To mark Justice Week, we have a series of blogs covering access to justice and all things related. Today, Mark Langsworthy introduces the concept of Justice Week.
29th October to 2nd November 2018 is ‘Justice Week’, an initiative by The Law Society, The Bar Council and the Chartered Institute of Legal Executives.
Justice Week aims to promote the value of justice and the rule of law beyond the legal community, to highlight the impact which policy making has on access to justice and to draw the public’s attention to the role which the legal profession plays in facilitating that access.
The fact that the three legal professional bodies have chosen to expend time and effort on such an initiative is both encouraging and slightly depressing at the same time. Encouraging because if there was ever a time when respect for the rule of law and access to justice needed a boost it is now. Depressing because this shouldn’t really be necessary.
The importance of access to justice should not be something which needs to be highlighted; it should be a given.
Unfortunately, we appear to be living in a time when much of what we used to take for granted is now not guaranteed. As an example, the government is reportedly implementing plans to stockpile medicines in the event that a ‘no-deal’ Brexit causes disruptions to the supply chain. A few years ago, if you told someone that one of the richest economies in the world was stockpiling essential medicines they wouldn’t believe you. We have grown up expecting that we will have medicine if we need it. Similarly, if we need to seek legal redress, we expect a legal system which we can access, and which will treat us fairly.
Such things can no longer be taken for granted.
The cornerstone of any civilised society is to take care of those who are in need. This applies equally to someone needing medicine, a bed for the night or access to justice. When these things are withheld we can no longer call ourselves civilised. When the rule of law is diminished because access to justice is denied we are on a very slippery slope indeed.
To see the erosion of respect for the rule of law all you need to do is turn on the evening news. We are, apparently, in the ‘post-truth’ age where those in power can do what they like and brazenly dismiss it as ‘fake news’.
In America, the pro-gun lobby likes to say that owning a firearm is the ultimate protection for citizens against a tyrannical government. I respectfully disagree. The best protection that citizens have against a tyrannical or uncaring government is a strong and impartial judicial system and full access to it for everyone regardless of their social background, creed, colour, sexual orientation or balance of their bank account.

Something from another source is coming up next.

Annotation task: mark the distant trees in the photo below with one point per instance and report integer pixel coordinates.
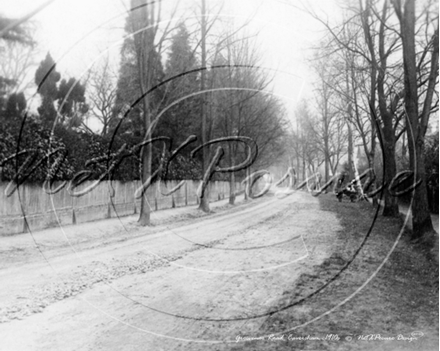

The same applies when someone is seeking access to justice against an unfair employer, is charged with a criminal offence or looking for redress against a rogue builder – or an ex-spouse who is refusing to make sensible arrangements following the break-up of a relationship. We assume that help will be available and are dismayed to find that it may not be because of policy decisions by successive governments.
These issues are felt keenly in the area of legally aided family law. Massive reductions in the availability of legal aid to those who need it and stagnant rates of remuneration for legal aid work (they have barely changed since I first began doing legal aid work in the mid-1990s) have heaped on the misery. It’s a miracle that more family lawyers have not just thrown their hands up in exasperation and walked away.

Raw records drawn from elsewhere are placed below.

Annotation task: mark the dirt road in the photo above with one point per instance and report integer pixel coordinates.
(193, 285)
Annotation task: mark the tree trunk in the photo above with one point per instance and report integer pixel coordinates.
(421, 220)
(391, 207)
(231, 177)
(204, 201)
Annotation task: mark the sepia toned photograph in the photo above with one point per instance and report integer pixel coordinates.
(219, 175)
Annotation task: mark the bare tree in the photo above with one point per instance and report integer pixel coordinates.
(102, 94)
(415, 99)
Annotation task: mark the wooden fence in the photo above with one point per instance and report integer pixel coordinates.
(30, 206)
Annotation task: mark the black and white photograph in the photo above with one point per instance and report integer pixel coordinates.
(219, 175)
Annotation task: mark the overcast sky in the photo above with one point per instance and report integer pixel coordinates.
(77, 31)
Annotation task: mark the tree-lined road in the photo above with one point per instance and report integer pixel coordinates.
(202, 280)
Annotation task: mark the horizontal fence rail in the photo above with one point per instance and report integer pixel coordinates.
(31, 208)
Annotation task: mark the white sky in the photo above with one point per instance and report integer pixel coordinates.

If this is not a denial of access to justice, I don’t know what is.
What we do
At The Family Law Company we are painfully aware of the stress the system is under. As a firm we feel passionately about access to justice, particularly for the vulnerable people who come through our doors, often anxious and hoping to find help and support.
We do what we can and have tried to bridge the gap left by cuts in legal aid by introducing our own reduced fees service for those who would struggle with legal fees but find that legal aid is not available to them. We continue to offer free initial interviews when many firms have withdrawn them. Several of our lawyers donate their own time to the community in volunteer roles.
Compared to many countries in the world we still have a justice system to be proud of. Justice Week is a timely reminder that this system is under great pressure. In an increasingly uncertain world policy makers need to get that message loud and clear.